May 20, 2021


Welcome to issue No. 27 of Work Different — a weekly summary of the top articles focused on workplace culture and career development.

Last week, I (Victor) made my first Thanksgiving meal. It turned out well. At one point, I was rushing around the kitchen treating the feast-prep like a project that needed to be done. My partner stopped everything, gave me a hug, and reminded me why we were doing this. We went back to cooking, but more slowly and intentionally. It changed the tone of the rest of the night. Some of your colleagues, students, and friends may need that shift too. Especially as we head into the final weeks of a long year. What can you do to press pause, reset, and then reenergize? Today’s reads will spark a few ideas of what to say or try.

Keep going and know that we’re rooting for you,

- Victor, Stella, and The Experience Institute Team

On Reenergizing Organizations

75 percent of employees in the United States report symptoms of burnout — feeling anxious, stressed, lonely, and overwhelmed. As leaders, who can we help our team overcome these feelings of disillusionment and exhaustion? 1. Lead with bounded optimism. This means to “display inspiration, hope, and optimism that’s tempered by reality.” It means successfully communicating hopeful messages that are less about returning to normal and more about acceptance. 2. Listen for signs of exhaustion. Leaders need to be able to manage the energy and mood of their teams and organizations, and that begins with regular, active listening. 3. Focus on care, connection, and well-being. This can be done through direct reports to help team members “clarify priorities and pursue more short-term, achievable goals. Some organizations are encouraging employees to take a zero-based-budgeting approach to meetings, an exercise that will empower them to choose which meetings to attend.” 4. Connect to purpose. Bring each member of your team into the organization’s larger mission. “Spending more time on activities that directly deliver on an organization’s purpose and strategic value agenda, and less time on things that are peripheral to what creates value and enables that purpose.” Mckinsey.

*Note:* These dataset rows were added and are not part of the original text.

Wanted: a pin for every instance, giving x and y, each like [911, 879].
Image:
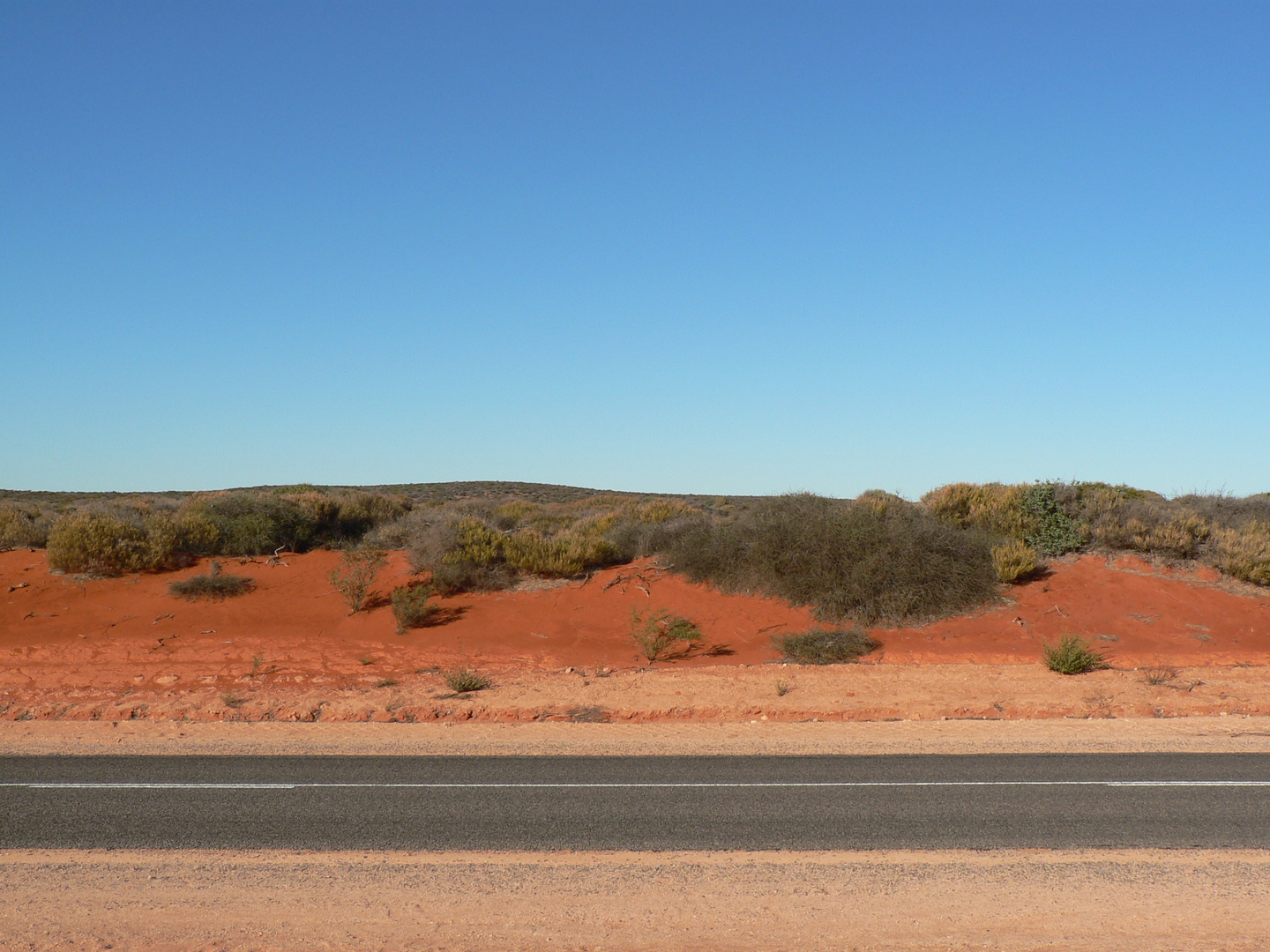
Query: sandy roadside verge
[1233, 734]
[270, 902]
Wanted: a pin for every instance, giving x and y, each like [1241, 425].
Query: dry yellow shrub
[1244, 553]
[990, 505]
[1013, 560]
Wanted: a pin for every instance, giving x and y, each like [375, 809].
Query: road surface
[637, 802]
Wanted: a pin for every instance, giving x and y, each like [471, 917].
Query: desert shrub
[1244, 553]
[213, 585]
[992, 507]
[247, 524]
[563, 555]
[412, 606]
[464, 681]
[826, 646]
[482, 548]
[1052, 531]
[111, 544]
[1221, 510]
[632, 539]
[660, 631]
[1073, 655]
[450, 577]
[354, 582]
[1013, 562]
[843, 560]
[22, 527]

On Making Time for “Slow Work”

Many of us have been living with sustained stress over the past year, both at work and in our personal lives. Adopting the “Slow work” mindset might be able to help us balance downtime while maintaining productivity. “Slow work prioritizes meaningful and measured productivity, alongside dedicated time for breaks. Hopping from assignment to assignment is not part of the slow work philosophy.” Cultivating a new hobby is a great way to incorporate slow work into your life. Here are a few suggestions of hands-on projects you can embark on. 1. Bake or cook something new. If you’re not already a regular cook/baker, give it a go and you might enjoy the process of creating something delicious with your hands. This past week I (Stella) made this Basque Burnt Cheesecake that was very much worth the effort. 2. Make art or music. I (Victor) started playing the piano recently and I’m really enjoying the daily coordination exercise. 3. Declutter your workspace. Freeing up your workspace may just improve your mood and productivity while you’re at work. Try these out and let me know what you think. Fast Company.

On the Untold Life Skills

In this piece, Mark Manson shares a few underrated life skills that you might benefit from. 1. Stop taking things personally. We all do it. “We tend to have an inherent bias towards assuming that pretty much everything that happens to us is actually about us.” While in reality, they often are not. When someone criticizes or rejects us, we should take a step back to understand that it may have more to do with their values and life situation than it has to do with us. 2. It’s ok to change your mind. We all tend to have huge egos and are resistant to admitting we were wrong. “You’re going to be wrong a lot in life. In fact, you’re going to be wrong pretty much all of the time. And in many ways, your ability to succeed and learn over the long-term is directly proportional to your ability to change what you believe in response to your ignorance and mistakes.” 3. Learn to act without knowing the result. We are creatures of habit and tend to stick to what we know. This inertia also prevents growth and creativity. “Add some chaos to your life. A certain amount is healthy. It stimulates growth and change and passion and excitement.” Try something new today. Mark Manson.